OCR4all / LAREX

A semi-automatic open-source tool for Layout Analysis and Region EXtraction on early printed books.
MIT License
179 stars 33 forks source link

Opening tif returns Error code: 500 #216

Closed helkejaa closed 3 years ago

helkejaa commented 3 years ago

Opening a book which contains at least one tif file results in error code 500. I'm quite unsure whether this is a feature of the system or a problem in my own system. Opening png or jpg works fine. For comparison (although possibly not comparable feature), having an xml corresponding a picture file in alto format results in the book opening but with buffering sign on the relevant picture (that is, book opens, no 500).

Otherwise I love the system. Handling tifs should be relevant since the format is widely used in various scanning and photo equipment.

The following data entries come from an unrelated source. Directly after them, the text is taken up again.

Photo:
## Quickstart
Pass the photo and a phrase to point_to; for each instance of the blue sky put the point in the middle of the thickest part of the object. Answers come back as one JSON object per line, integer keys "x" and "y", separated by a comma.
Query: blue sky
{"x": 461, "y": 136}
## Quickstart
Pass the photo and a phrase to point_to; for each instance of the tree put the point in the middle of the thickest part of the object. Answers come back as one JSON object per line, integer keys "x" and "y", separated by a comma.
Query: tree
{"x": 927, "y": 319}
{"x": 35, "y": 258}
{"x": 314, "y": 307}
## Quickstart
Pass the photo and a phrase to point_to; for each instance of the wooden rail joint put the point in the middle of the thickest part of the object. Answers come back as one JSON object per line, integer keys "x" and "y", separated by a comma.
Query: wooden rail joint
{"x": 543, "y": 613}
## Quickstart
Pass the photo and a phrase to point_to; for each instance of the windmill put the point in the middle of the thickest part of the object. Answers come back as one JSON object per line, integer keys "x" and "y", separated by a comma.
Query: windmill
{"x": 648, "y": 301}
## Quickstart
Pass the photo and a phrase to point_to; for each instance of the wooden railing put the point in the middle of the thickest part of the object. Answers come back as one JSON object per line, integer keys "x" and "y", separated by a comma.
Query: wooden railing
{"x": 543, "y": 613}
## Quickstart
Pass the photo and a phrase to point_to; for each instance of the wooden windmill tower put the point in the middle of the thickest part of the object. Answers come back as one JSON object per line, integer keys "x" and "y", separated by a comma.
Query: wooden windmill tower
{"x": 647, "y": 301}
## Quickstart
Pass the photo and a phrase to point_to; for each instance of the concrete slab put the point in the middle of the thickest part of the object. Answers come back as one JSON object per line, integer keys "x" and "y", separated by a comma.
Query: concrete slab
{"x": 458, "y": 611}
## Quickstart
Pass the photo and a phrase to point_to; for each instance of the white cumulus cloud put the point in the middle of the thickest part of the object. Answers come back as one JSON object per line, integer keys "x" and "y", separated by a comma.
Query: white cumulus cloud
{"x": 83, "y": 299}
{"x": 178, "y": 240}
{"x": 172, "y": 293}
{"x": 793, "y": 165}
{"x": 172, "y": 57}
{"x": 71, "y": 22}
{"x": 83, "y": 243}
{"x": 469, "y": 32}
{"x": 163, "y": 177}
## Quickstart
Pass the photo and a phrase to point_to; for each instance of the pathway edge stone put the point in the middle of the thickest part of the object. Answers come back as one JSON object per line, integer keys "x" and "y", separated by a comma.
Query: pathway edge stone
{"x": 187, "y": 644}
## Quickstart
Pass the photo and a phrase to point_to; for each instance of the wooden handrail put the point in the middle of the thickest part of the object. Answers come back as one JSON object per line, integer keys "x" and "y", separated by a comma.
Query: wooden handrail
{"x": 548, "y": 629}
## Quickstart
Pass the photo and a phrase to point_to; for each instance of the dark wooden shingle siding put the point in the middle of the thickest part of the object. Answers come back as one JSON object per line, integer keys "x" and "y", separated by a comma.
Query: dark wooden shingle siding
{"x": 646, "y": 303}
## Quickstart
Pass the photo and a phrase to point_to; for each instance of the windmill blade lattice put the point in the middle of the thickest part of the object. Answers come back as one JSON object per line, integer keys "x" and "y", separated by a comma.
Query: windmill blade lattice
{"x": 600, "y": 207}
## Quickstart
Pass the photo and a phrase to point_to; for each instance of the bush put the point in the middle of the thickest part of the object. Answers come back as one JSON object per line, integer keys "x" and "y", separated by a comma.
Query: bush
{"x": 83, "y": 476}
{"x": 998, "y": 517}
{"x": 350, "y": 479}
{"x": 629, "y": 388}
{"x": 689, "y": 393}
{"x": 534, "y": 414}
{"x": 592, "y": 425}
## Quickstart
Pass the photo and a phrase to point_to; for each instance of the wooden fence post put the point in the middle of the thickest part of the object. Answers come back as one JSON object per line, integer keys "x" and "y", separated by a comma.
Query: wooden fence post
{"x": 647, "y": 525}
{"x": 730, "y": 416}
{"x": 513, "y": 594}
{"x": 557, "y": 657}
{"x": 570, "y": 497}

maxnth commented 3 years ago

I'm quite unsure whether this is a feature of the system or a problem in my own system

It's indeed a problem with LAREX, I was able to reproduce it as well. This is most likely happening because ImageIO for Java 8 doesn't natively support reading TIFF files. Starting with Java 9 TIFF support was added but as we're most likely going to migrate from Java 8 to Java 17 sometime in the future (so jumping to Java 9 isn't really a viable option for us). I'll look into adding TIFF support some other way (e.g. using JAI) for the upcoming release.

having an xml corresponding a picture file in alto format results in the book opening but with buffering sign on the relevant picture

We currently only support PAGE XML so LAREX can't load any annotations from the ALTO file and this leads the infinite buffering sign. Adding some kind of warning in cases like this and the possibility to discard "invalid" XML files in the GUI would probably make sense, we'll look into it.

maxnth commented 3 years ago

TIFF support was added in 1074420a1b2ee6284de45b5ad9e8933832075ecf

maxnth commented 3 years ago

Invalid XML files will now just lead to an error message in the GUI and won't "freeze" LAREX with the infinite buffering icon anymore (added in 4e0208c3de1f08e09e3b3e4e010fce88fe4b42e0)